Deployment

When deploying your dashboard it is better not to use the built-in flask development server but use a more robust production server like gunicorn or waitress. Probably gunicorn is a bit more fully featured and faster but only works on unix/linux/osx, whereas waitress also works on Windows and has very minimal dependencies.

Install with either pip install gunicorn or pip install waitress.

Storing explainer and running default dashboard with gunicorn

Before you start a dashboard with gunicorn you need to store both the explainer instance and and a configuration for the dashboard:

from explainerdashboard import ClassifierExplainer, ExplainerDashboard

explainer = ClassifierExplainer(model, X, y)
db = ExplainerDashboard(explainer, title="Cool Title", shap_interaction=False)
db.to_yaml("dashboard.yaml", explainerfile="explainer.joblib", dump_explainer=True)

Now you re-load your dashboard and expose a flask server as app in dashboard.py:

from explainerdashboard import ExplainerDashboard

db = ExplainerDashboard.from_config("dashboard.yaml")
app = db.flask_server()

If you named the file above dashboard.py, you can now start the gunicorn server with:

$ gunicorn dashboard:app

If you want to run the server server with for example three workers, binding to port 8050 you launch gunicorn with:

$ gunicorn -w 3 -b localhost:8050 dashboard:app

If you now point your browser to http://localhost:8050 you should see your dashboard.
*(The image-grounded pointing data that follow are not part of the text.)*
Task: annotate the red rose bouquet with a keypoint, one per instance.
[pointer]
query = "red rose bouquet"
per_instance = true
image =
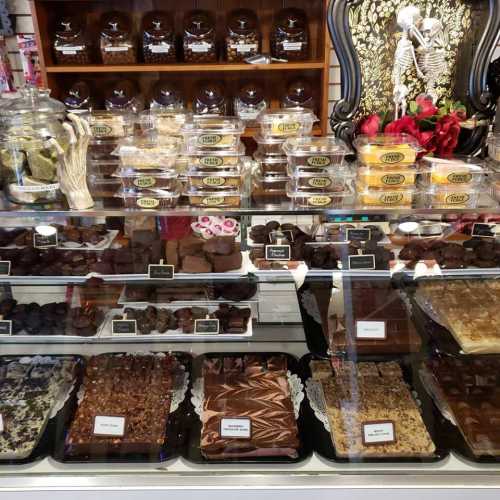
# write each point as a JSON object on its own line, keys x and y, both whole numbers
{"x": 436, "y": 129}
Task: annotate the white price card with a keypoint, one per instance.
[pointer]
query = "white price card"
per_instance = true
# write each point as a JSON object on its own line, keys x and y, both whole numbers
{"x": 109, "y": 426}
{"x": 236, "y": 428}
{"x": 371, "y": 330}
{"x": 378, "y": 432}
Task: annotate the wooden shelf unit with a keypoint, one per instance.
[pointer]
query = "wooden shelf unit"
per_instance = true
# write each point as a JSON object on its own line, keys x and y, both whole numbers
{"x": 273, "y": 77}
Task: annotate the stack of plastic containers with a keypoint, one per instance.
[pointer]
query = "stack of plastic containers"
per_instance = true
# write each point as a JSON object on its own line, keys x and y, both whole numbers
{"x": 387, "y": 171}
{"x": 319, "y": 175}
{"x": 147, "y": 171}
{"x": 215, "y": 175}
{"x": 270, "y": 178}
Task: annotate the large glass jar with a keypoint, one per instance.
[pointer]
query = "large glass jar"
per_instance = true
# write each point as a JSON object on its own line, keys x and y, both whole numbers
{"x": 290, "y": 35}
{"x": 70, "y": 43}
{"x": 249, "y": 102}
{"x": 29, "y": 162}
{"x": 199, "y": 40}
{"x": 210, "y": 99}
{"x": 117, "y": 39}
{"x": 243, "y": 38}
{"x": 158, "y": 38}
Next step is finding a nice url in your organization’s domain, and forwarding it to your dashboard server.

With waitress you would call:

$ waitress-serve --port=8050 dashboard:app

Although you can all use the waitress directly from the dashboard by passing the use_waitress=True flag to .run():

ExplainerDashboard(explainer).run(use_waitress=True)

Deploying dashboard as part of Flask app on specific route

Another way to deploy the dashboard is to first start a Flask app, and then use this app as the backend of the Dashboard, and host the dashboard on a specific route. This way you can for example host multiple dashboard under different urls. You need to pass the Flask server instance and the url_base_pathname to the ExplainerDashboard constructor, and then the dashboard itself can be found under db.app.index:

from flask import Flask

app = Flask(__name__)

[...]

db = ExplainerDashboard(explainer, server=app, url_base_pathname="/dashboard/")

@app.route('/dashboard')
def return_dashboard():
    return db.app.index()

Now you can start the dashboard by:

$ gunicorn -b localhost:8050 dashboard:app

And you can visit the dashboard on http://localhost:8050/dashboard.

Deploying to heroku

In case you would like to deploy to heroku (which is normally the simplest option for dash apps, see dash instructions here). The demonstration dashboard is also hosted on heroku at titanicexplainer.herokuapp.com.

In order to deploy the heroku there are a few things to keep in mind. First of all you need to add explainerdashboard and gunicorn to requirements.txt (pinning is recommended to force a new build of your environment whenever you upgrade versions):

explainerdashboard==0.3.1
gunicorn

Select a python runtime compatible with the version that you used to pickle your explainer in runtime.txt:

python-3.8.6

(supported versions as of this writing are python-3.9.0, python-3.8.6, python-3.7.9 and python-3.6.12, but check the heroku documentation for the latest)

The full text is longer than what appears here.